Project 2: Local Feature Matching

For this project I followed the suggested implementation process given in the project description. The first step was to implement feature matching using the ratio test to determine the confidence in the matches. This was a fairly straight forward implementation. I chose to hardcode a limit of 100 matches since the project grading criteria was based on this, but in practical use the confidences would need to be thresholded to remove unlikely matches.

For the next step I implemented SIFT feature descriptions. I first preprocessed the image by applying a large gaussian filter to the entire image. I then found matrices with the gradient directions and magnitudes by using sobel filters in the horizontal and vertical directions. I transformed the direction information into a matrix holding values with the range [1, 8] corresponding to the 8 histogram buckets that would be used to describe the patches. For each of the interest points I took a 16x16 window around the point and broke it into 4x4 patches. For each patch I computed a histogram with direction information weighted by magnitude. The magnitudes were down-weighted with another gaussian filter to place more emphasis on the center points. This left me with features with 128 attribues (16 patches with 8 orientations each). Finally, I further processed the features in a few ways. First, I normalized to unit length. Then I capped the values at .2 and renormalized (this is said to reduce outlier effects in image lighting). Finally, I raised the entries in each feature to a power slightly lower than one.

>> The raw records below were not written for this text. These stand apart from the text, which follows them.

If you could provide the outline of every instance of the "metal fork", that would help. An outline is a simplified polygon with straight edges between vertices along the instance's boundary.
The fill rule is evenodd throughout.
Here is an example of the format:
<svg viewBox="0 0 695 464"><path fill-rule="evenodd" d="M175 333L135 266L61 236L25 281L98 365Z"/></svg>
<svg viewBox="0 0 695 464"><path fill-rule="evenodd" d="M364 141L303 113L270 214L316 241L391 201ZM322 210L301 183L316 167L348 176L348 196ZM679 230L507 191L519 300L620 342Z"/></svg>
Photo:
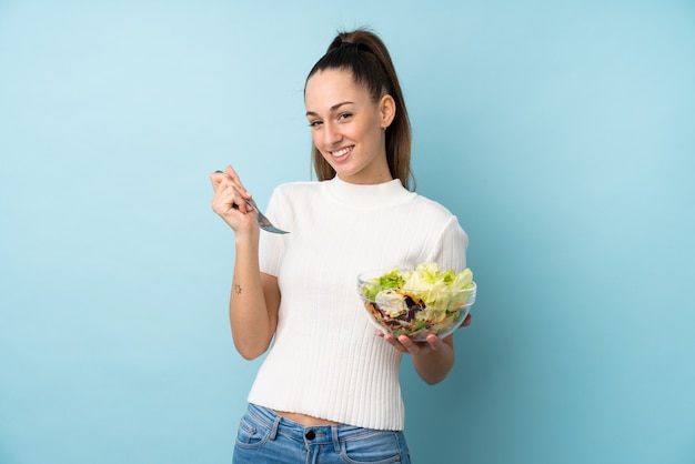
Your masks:
<svg viewBox="0 0 695 464"><path fill-rule="evenodd" d="M265 215L263 215L263 213L261 212L261 209L259 208L258 204L255 204L255 201L253 201L253 199L249 199L246 200L246 202L253 206L253 209L255 210L256 213L259 213L259 226L261 229L263 229L266 232L271 232L271 233L289 233L286 231L283 231L281 229L278 229L276 226L274 226L272 224L272 222L270 222L270 220L268 218L265 218Z"/></svg>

The last step was to implement the Harris corner detector. My first step here was to again apply a large gaussian filter to blur the entire image. I then found the gradients in the x and y directions, again by using the sobel filters. From that I computed the squared graidents and x-y gradient, with a gaussian filter applied for further processing. This was all that was needed to produce the raw Harris "cornerness" values. The Harris matrix needed to be further processed to make it usable, however. First I supressed all values near the edge of image, for simplicity's sake. Next, I set a threshold based on the maximum value in the matrix. Finally, I used the recommended colfilt function to do non-maximum suppression. Although connected component analysis may have been more effective for some images, the colfilt function performed essentially the same operation with much easier implementation.

I was quite satisfied with my results for the Notre Dame and Mount Rushmore images, with my algorithms scoring 94% on both. The Gaudi image did not perform nearly as well, with only 6% accuracy. I tried to tinker with the parameters to get a higher performance, but I was never able to do better than 6%.

As part of my analysis I ran the code on the Notre Dame image set without certain features implemented. When the image was not preprocessed with a gaussian filter, the accuracy dropped to 91%. When the features were not processed with a cap of .2 and then raised the small power, the accuracy dropped to 93%. When the magnitudes of the image patches were not processed with a gaussian, the accuracy dropped to 93%. These were all small reductions, but they go to show the importance of each of the implementation steps on an aggregate level. It is interesting how much computer vision can be an art more than a science.

Below are some examples of the matches that my code came up with. Scroll to the bottom for some bonus images of my adorable dog.

94% accuracy on Notre Dame images

94% accuracy on Mount Rushmore images

Very, very poor accuracy on Gaudi images. I imagine that more sophisticated pre processing and feature processing would be needed to make this work. Perhaps some spacial consideration during interest point selection as well.

By inspection 22/25 matches are correct on my dog. Two of the three mistakes were due to shadows.